Concomitant intrusive luxation with complicated crown-root fracture of maxillary central incisors.

2.4.1. Treatment Procedure

All treatment options were discussed with the patient and his parents, which included either rehabilitation of the traumatized teeth or extraction. The course of treatment was explained, and the risks were outlined. Although saving the teeth would require a lengthy and multidisciplinary approach in addition to the patient’s compliance, the decision was made to save the teeth. The patient’s parents agreed, and a consent form was signed to initiate the treatment.

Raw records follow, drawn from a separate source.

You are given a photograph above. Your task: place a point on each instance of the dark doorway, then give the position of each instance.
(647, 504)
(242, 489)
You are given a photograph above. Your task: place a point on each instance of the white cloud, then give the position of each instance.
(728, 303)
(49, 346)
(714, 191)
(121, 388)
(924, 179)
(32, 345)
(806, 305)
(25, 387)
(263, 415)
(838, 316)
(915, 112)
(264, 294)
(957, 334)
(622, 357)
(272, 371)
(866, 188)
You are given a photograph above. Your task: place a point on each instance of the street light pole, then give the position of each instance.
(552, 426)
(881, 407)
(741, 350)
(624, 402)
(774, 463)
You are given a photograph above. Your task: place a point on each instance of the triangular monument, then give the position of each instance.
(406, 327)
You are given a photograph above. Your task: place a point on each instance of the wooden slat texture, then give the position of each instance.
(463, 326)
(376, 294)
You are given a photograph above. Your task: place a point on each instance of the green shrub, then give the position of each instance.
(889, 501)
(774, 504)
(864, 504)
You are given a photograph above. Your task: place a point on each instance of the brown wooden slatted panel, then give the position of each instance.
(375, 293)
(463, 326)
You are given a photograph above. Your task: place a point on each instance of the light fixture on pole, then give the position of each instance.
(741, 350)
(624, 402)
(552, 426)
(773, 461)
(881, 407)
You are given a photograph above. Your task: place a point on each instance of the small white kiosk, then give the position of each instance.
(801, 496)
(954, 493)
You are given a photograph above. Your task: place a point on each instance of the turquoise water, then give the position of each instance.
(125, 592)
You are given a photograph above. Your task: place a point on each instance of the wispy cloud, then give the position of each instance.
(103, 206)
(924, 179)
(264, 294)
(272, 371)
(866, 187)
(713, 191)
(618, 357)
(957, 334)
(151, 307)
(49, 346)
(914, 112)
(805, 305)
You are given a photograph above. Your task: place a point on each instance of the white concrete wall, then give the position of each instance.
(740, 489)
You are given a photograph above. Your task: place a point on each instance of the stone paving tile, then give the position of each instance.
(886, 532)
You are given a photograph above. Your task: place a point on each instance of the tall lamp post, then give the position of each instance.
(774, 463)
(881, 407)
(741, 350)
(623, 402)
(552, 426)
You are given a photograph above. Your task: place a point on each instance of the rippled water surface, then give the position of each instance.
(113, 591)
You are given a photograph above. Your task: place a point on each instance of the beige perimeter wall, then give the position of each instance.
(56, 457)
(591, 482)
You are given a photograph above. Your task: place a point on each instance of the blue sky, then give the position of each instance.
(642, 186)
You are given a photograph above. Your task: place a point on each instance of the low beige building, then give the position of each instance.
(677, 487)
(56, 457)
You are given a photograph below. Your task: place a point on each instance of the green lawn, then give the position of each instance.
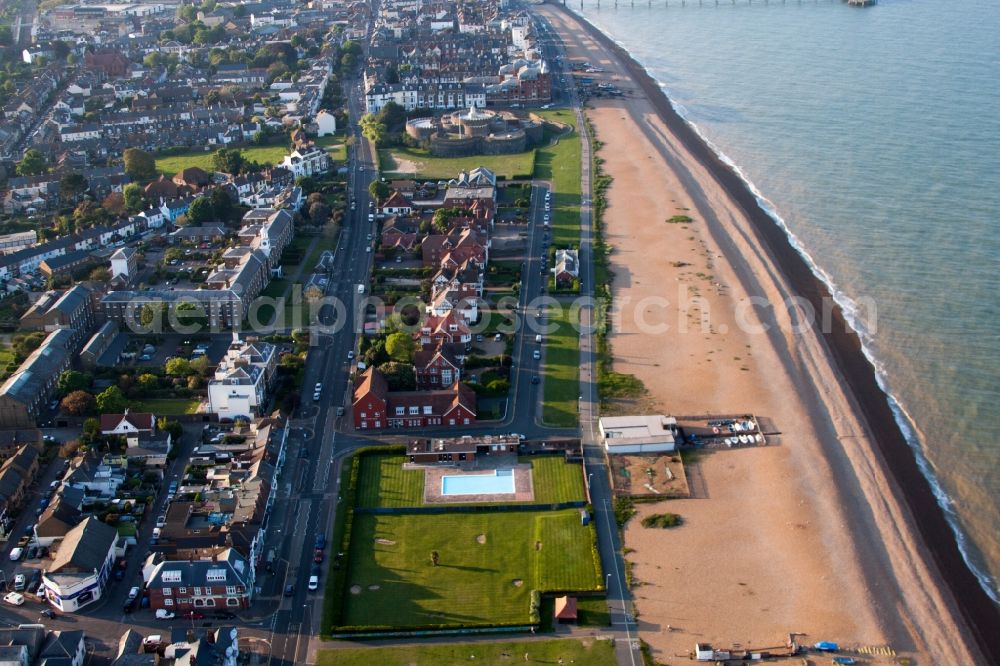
(335, 146)
(474, 584)
(168, 166)
(562, 370)
(382, 481)
(442, 168)
(585, 652)
(166, 406)
(560, 165)
(554, 479)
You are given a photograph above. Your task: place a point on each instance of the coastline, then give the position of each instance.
(844, 349)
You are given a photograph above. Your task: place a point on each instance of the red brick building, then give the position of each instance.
(375, 407)
(222, 580)
(436, 367)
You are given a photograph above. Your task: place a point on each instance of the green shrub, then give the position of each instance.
(662, 520)
(624, 510)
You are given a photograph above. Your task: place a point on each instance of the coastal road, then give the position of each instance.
(620, 606)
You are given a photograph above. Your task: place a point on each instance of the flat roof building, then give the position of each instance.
(638, 434)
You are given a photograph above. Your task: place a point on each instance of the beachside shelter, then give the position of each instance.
(565, 609)
(625, 435)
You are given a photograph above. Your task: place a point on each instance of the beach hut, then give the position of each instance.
(565, 609)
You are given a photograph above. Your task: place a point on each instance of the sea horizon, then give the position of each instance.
(782, 153)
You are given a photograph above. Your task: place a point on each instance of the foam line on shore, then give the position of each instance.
(851, 314)
(849, 343)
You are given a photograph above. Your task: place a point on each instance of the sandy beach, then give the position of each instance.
(811, 535)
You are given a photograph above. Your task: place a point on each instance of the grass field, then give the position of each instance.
(560, 165)
(382, 481)
(168, 166)
(561, 371)
(335, 146)
(585, 652)
(554, 479)
(442, 168)
(482, 559)
(166, 406)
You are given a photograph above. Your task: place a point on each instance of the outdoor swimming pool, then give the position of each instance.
(498, 483)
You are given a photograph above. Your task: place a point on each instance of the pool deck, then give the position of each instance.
(524, 490)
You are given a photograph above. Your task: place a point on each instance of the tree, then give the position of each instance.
(111, 401)
(114, 203)
(400, 347)
(372, 129)
(100, 274)
(201, 210)
(148, 382)
(32, 164)
(151, 315)
(72, 380)
(78, 403)
(178, 367)
(379, 190)
(139, 164)
(71, 186)
(89, 214)
(392, 116)
(399, 376)
(135, 197)
(200, 365)
(228, 160)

Emergency treatment was immediately started to address the wounds and exposed pulp. All loose dental fragments were removed, the gingival lacerations were sutured, and bleeding was controlled. The pulp of the teeth was extirpated, and the canals were irrigated with a chlorhexidine solution followed by an intracanal nonsetting calcium hydroxide paste (Apexit, Ivocalrvivadent, Liechtenstein, Germany) (Figure 5(a)). The working length was taken using an electronic apex locator (Root ZX, Morita, Kyoto, Japan). The teeth were then temporized with glass ionomer restorations (Fuji IX; GC Corporation, Tokyo, Japan). At the end of the emergency visit, a chlorhexidine mouthwash and a regimen of antibiotics (penicillin 500 mg 3 times/day for one week) were prescribed, and oral hygiene instructions were given.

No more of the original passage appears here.